5/6 - Unsupervised Learning in the era of generative AI Flashcards
Unsupervised learning
Learning from data without labels
Unsupervised v supervised
- Unsupervised: cheap; no definition of error; can discover new things
- Supervised: expensive labelling; require def of error; can do as well as the labels
Clustering
Detecting that data points can be grouped into distinct clusters.
What metric is required for clustering?
Compute distances
For example euclidean distance or manhatten distance
Euclidean is length of the line between them
Manhatten is the distance if you had to go horizontal then vertical for example.
Hierarchical Clustering
- Each point is a cluster
- Compute all distances
- Find shortest distance among any two points and merge clusters.
- Recompute distance matrix with all points and new cluster
- repeat from 3.
- Until you have 1 then looking back you have a tree
Clustering Means
K means
Hierarchical
K means clustering
- Start with k known centroids manually chosen
- “place” each datapoint
- Compute the new barycentre of each cluster (new centroids)
- repeat point 2
- stop when centroids no longer move
principal component analysis/dimensionality reduction
Find the direction of maximum variation of the data and this we can reduce the dimensions (eg using an auto encoder) .

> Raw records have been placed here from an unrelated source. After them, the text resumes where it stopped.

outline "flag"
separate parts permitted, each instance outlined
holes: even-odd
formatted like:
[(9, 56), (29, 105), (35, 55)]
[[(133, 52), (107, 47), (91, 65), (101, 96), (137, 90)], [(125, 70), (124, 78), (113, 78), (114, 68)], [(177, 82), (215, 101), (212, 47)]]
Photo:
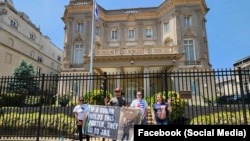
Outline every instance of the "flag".
[(99, 18), (99, 13), (98, 13), (98, 6), (97, 6), (97, 3), (96, 3), (96, 1), (95, 1), (95, 6), (94, 6), (94, 14), (95, 14), (95, 20), (97, 20), (98, 21), (98, 18)]

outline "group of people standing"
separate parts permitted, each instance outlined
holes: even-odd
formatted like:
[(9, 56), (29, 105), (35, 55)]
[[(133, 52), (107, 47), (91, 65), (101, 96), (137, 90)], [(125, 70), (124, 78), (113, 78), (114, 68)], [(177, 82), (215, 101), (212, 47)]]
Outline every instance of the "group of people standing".
[[(122, 96), (122, 89), (116, 88), (115, 94), (111, 99), (104, 99), (105, 106), (118, 106), (118, 107), (127, 107), (127, 102), (125, 98)], [(141, 125), (147, 125), (147, 114), (148, 114), (148, 103), (145, 99), (143, 99), (143, 93), (141, 91), (136, 92), (136, 98), (129, 105), (130, 107), (138, 108), (141, 110)], [(82, 141), (82, 127), (84, 123), (84, 119), (86, 118), (86, 112), (84, 109), (86, 108), (86, 104), (83, 102), (83, 98), (79, 98), (79, 104), (75, 106), (73, 109), (75, 119), (77, 122), (77, 129), (79, 133), (79, 140)], [(154, 109), (154, 118), (157, 125), (168, 125), (168, 113), (172, 112), (171, 100), (165, 101), (161, 94), (156, 95), (156, 102), (153, 104)], [(89, 136), (87, 136), (87, 141), (89, 140)]]

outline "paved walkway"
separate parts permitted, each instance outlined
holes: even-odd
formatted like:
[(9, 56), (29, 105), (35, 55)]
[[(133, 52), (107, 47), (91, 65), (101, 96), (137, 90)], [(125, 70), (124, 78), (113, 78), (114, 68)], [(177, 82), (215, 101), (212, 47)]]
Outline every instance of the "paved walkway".
[[(20, 138), (20, 137), (1, 137), (0, 141), (37, 141), (36, 138)], [(39, 138), (39, 141), (77, 141), (73, 139), (61, 139), (61, 138)], [(86, 139), (83, 139), (86, 141)], [(103, 141), (102, 138), (90, 138), (90, 141)], [(105, 139), (104, 141), (112, 141), (111, 139)]]

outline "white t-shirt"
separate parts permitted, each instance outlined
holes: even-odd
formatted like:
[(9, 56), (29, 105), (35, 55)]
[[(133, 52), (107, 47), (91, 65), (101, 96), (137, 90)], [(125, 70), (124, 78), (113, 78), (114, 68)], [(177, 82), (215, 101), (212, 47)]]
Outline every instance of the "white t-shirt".
[(141, 114), (144, 116), (145, 110), (148, 108), (148, 103), (144, 99), (135, 99), (131, 102), (130, 107), (140, 108)]
[(73, 109), (73, 112), (77, 113), (77, 115), (78, 115), (78, 120), (83, 120), (84, 112), (87, 113), (87, 111), (88, 111), (88, 105), (87, 104), (76, 105), (75, 108)]

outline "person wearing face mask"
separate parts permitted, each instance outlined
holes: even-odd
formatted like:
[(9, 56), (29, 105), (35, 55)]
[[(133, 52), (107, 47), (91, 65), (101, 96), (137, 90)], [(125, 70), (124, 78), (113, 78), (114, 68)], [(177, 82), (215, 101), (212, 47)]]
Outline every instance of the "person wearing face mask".
[(126, 106), (126, 100), (122, 96), (121, 88), (115, 89), (115, 95), (110, 100), (105, 98), (104, 104), (105, 106), (119, 106), (119, 107)]
[[(88, 105), (84, 104), (84, 100), (82, 97), (79, 97), (78, 105), (76, 105), (73, 109), (74, 117), (76, 120), (78, 137), (80, 141), (83, 141), (83, 127), (85, 120), (87, 118), (87, 109)], [(89, 141), (90, 137), (86, 135), (86, 140)]]
[(161, 94), (156, 95), (156, 102), (153, 104), (154, 118), (157, 125), (168, 125), (169, 113), (172, 112), (171, 99), (165, 102)]
[(122, 96), (121, 88), (115, 88), (115, 95), (110, 100), (108, 98), (104, 98), (104, 104), (105, 106), (118, 106), (118, 107), (126, 106), (126, 100)]
[(143, 95), (141, 91), (137, 91), (136, 99), (134, 99), (130, 107), (138, 108), (141, 110), (141, 125), (147, 125), (147, 114), (148, 114), (148, 103), (146, 100), (143, 99)]

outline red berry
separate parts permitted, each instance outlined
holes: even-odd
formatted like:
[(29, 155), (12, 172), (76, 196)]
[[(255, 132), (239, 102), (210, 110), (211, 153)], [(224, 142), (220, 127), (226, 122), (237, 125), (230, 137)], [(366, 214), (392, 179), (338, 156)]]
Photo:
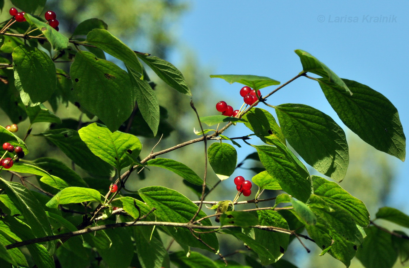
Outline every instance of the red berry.
[(227, 109), (222, 113), (222, 114), (227, 116), (231, 116), (233, 115), (233, 107), (229, 105), (228, 105)]
[(10, 145), (10, 144), (9, 143), (3, 143), (3, 150), (7, 150), (7, 147), (9, 145)]
[(249, 94), (247, 94), (244, 96), (243, 100), (244, 100), (245, 103), (248, 104), (249, 105), (251, 105), (254, 103), (254, 100), (253, 99), (253, 95), (250, 95)]
[(248, 197), (252, 194), (251, 190), (243, 190), (242, 192), (243, 193), (243, 195), (245, 197)]
[(2, 165), (4, 167), (4, 168), (10, 168), (13, 166), (13, 160), (10, 157), (7, 157), (3, 161)]
[(14, 18), (16, 19), (16, 20), (19, 22), (24, 21), (24, 20), (25, 20), (25, 18), (24, 18), (24, 12), (18, 12), (16, 14), (15, 16), (14, 16)]
[(17, 11), (17, 9), (15, 7), (12, 7), (10, 9), (9, 13), (10, 13), (10, 15), (12, 16), (15, 16), (16, 14), (18, 13), (18, 11)]
[[(7, 127), (6, 127), (6, 129), (7, 129)], [(18, 127), (17, 127), (17, 125), (16, 124), (13, 124), (11, 125), (10, 126), (10, 128), (7, 129), (7, 130), (10, 132), (12, 132), (13, 133), (16, 132), (18, 131)]]
[[(258, 94), (258, 96), (261, 96), (261, 93), (260, 92), (260, 90), (257, 90), (257, 94)], [(251, 92), (250, 92), (250, 94), (254, 95), (255, 96), (256, 91), (254, 89), (253, 89), (251, 91)]]
[(115, 192), (118, 190), (118, 185), (112, 183), (109, 187), (109, 191), (111, 192)]
[(245, 180), (243, 176), (237, 176), (234, 178), (234, 184), (238, 186), (240, 186)]
[(253, 185), (252, 184), (252, 182), (250, 181), (245, 181), (241, 186), (243, 187), (243, 190), (249, 190), (252, 188)]
[(225, 101), (223, 100), (219, 101), (216, 104), (216, 109), (218, 112), (223, 112), (227, 109), (227, 104), (226, 103)]
[(60, 22), (58, 21), (58, 20), (54, 19), (50, 20), (50, 22), (49, 24), (50, 26), (54, 29), (55, 29), (56, 27), (58, 26), (58, 25), (60, 24)]
[(240, 89), (240, 96), (242, 97), (244, 97), (247, 94), (249, 94), (251, 91), (252, 89), (249, 87), (247, 87), (247, 86), (243, 87)]
[(55, 18), (57, 18), (57, 15), (56, 15), (55, 12), (54, 11), (51, 10), (49, 10), (47, 12), (45, 12), (45, 14), (44, 14), (44, 18), (47, 21), (51, 20), (54, 20)]
[[(255, 102), (256, 102), (256, 101), (257, 101), (257, 100), (258, 100), (258, 99), (257, 98), (257, 96), (256, 96), (255, 95), (252, 95), (252, 96), (253, 96), (253, 103), (254, 103)], [(257, 103), (257, 104), (256, 104), (256, 105), (255, 105), (254, 106), (256, 106), (257, 105), (258, 105), (258, 103)]]

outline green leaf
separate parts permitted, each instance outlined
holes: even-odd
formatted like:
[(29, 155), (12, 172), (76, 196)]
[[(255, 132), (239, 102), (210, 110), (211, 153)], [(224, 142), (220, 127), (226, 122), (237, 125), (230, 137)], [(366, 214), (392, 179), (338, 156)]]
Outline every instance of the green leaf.
[(308, 235), (321, 250), (330, 246), (328, 252), (348, 267), (357, 246), (363, 241), (363, 233), (355, 221), (344, 210), (332, 207), (315, 194), (310, 197), (308, 205), (317, 220), (315, 225), (305, 226)]
[(26, 111), (29, 118), (30, 118), (30, 123), (31, 124), (40, 122), (48, 122), (56, 124), (61, 124), (62, 123), (59, 117), (54, 114), (43, 104), (27, 107)]
[(281, 190), (281, 188), (277, 181), (272, 177), (267, 171), (261, 172), (252, 179), (254, 184), (260, 187), (261, 191), (267, 190)]
[[(21, 212), (36, 237), (52, 235), (48, 218), (43, 206), (31, 192), (20, 183), (0, 178), (0, 186)], [(48, 242), (50, 246), (51, 242)]]
[(28, 13), (40, 14), (44, 8), (47, 0), (11, 0), (13, 5)]
[(78, 133), (94, 154), (118, 170), (130, 164), (127, 150), (130, 150), (136, 157), (142, 149), (136, 136), (118, 131), (111, 133), (105, 126), (97, 123), (81, 128)]
[(318, 74), (322, 77), (323, 80), (337, 85), (343, 89), (344, 92), (346, 92), (350, 95), (352, 95), (352, 92), (342, 80), (316, 58), (301, 49), (296, 49), (294, 52), (300, 57), (301, 64), (303, 65), (303, 70), (300, 74), (309, 71)]
[(357, 258), (366, 268), (391, 268), (398, 258), (392, 235), (376, 228), (365, 228), (366, 237), (358, 248)]
[[(10, 132), (2, 126), (1, 125), (0, 125), (0, 141), (1, 141), (1, 142), (3, 143), (8, 142), (15, 147), (16, 146), (21, 147), (23, 149), (24, 154), (26, 155), (28, 154), (29, 152), (28, 149), (27, 149), (27, 145), (26, 145), (25, 143), (24, 143), (22, 140), (16, 136), (14, 133)], [(3, 153), (4, 154), (4, 153)], [(13, 157), (14, 156), (14, 153), (12, 154), (8, 152), (7, 154), (6, 154), (6, 155), (8, 155), (10, 157)]]
[[(140, 200), (133, 198), (130, 197), (121, 197), (121, 201), (122, 202), (123, 208), (134, 219), (139, 219), (140, 217), (147, 214), (151, 209), (146, 204)], [(139, 210), (135, 205), (136, 205)], [(140, 211), (140, 214), (139, 214)]]
[(58, 192), (45, 205), (49, 208), (56, 208), (58, 205), (89, 201), (96, 201), (99, 203), (102, 203), (101, 194), (93, 189), (68, 187)]
[(111, 131), (117, 130), (135, 105), (128, 73), (87, 51), (76, 54), (70, 70), (80, 107), (98, 116)]
[[(150, 208), (155, 208), (155, 213), (160, 220), (170, 222), (187, 222), (194, 215), (198, 206), (181, 194), (161, 186), (151, 186), (143, 188), (138, 193)], [(201, 211), (196, 219), (205, 217)], [(201, 223), (205, 226), (211, 226), (209, 219)], [(213, 252), (209, 248), (199, 242), (186, 228), (164, 227), (178, 243), (192, 247), (199, 248)], [(201, 234), (200, 238), (208, 245), (216, 249), (219, 248), (218, 241), (214, 233)]]
[(14, 84), (23, 103), (35, 106), (48, 100), (55, 90), (55, 65), (45, 52), (21, 45), (13, 51)]
[(349, 156), (342, 129), (330, 116), (306, 105), (274, 107), (288, 143), (306, 162), (337, 181), (344, 179)]
[(237, 152), (228, 143), (215, 142), (207, 148), (209, 162), (222, 181), (225, 180), (234, 172), (237, 163)]
[(218, 267), (211, 259), (196, 251), (191, 251), (189, 257), (186, 256), (184, 251), (173, 252), (169, 257), (172, 262), (180, 268), (218, 268)]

Finds the new axis and “rotates” the data to use this line as the x axis.
Auto encoders
Neural Net that learns to compress/effectively represent data without labels
This is a neural network with input and output of the same dimensions and a bottleneck in the middle.
x1 x1*
\ /
.
/ \
x2 x2*
. is a latent value (reduced dimensions/compressed layer)
How does an auto encoder learn weights?
Backprop: Loss computed as the difference between input and reconstructed output eg L2=1/2(x*-x)^2
FOrward:
- Feed first datapoint to input,
- compute loss as above,
- then propagate gradients w/r to the weights.
-update weights by multiplying them with negative of the gradients (times a learning rate)
Can you perfectly capture data again after reducing the dimensionality to 1then back to 2?
No, there will be some variation .
You can produce new data points from the original that is not exactly the same.
Generative Adversarial Networks
Generator/Discriminator
Input random noise
network generates fake image
then discriminator network is given real and fake images.
You train generator to create images that produce a real response from the discriminator.
GANs: Discriminator outputs
Discriminator outputs likelihood in range 0->1 that image is either fake (0) or real (1).
Generator wants to produce images that are given a 1.
Interpolating generator images
You can transition the input vector and sum or subtract values to produce all sorts of interpolations.
Conditional GANs
Take additional input to specify which class of objects you want to generate.
With random vector, introduce condition.
pix2pix: Adversarial Loss
Ensures the generated images are indistinguishable from real to the discriminator
pix2pix: L1/L2 Loss
Ensures images are structureally similar to target images
Penalises pixel-wise differences between generated and real images.
CycleGAN
Two generators, two discriminators.
Ga->b translateas domain a to b
Gb->a translates domain b to a
Da differentiates between domain a and translated images.
Db in reverse
Cycle:
A loss penalises when an image converted and converted back does not equal the original image.
Hierarchical Clustering: single linkage
the min dist between any two points from the two clusters
Hierarchical clustering: Complete Linkage
is the max distance between any two points from the two clusters
Hierarchical Clustering: Average Linkage
Average distance between all two points, one from each cluster.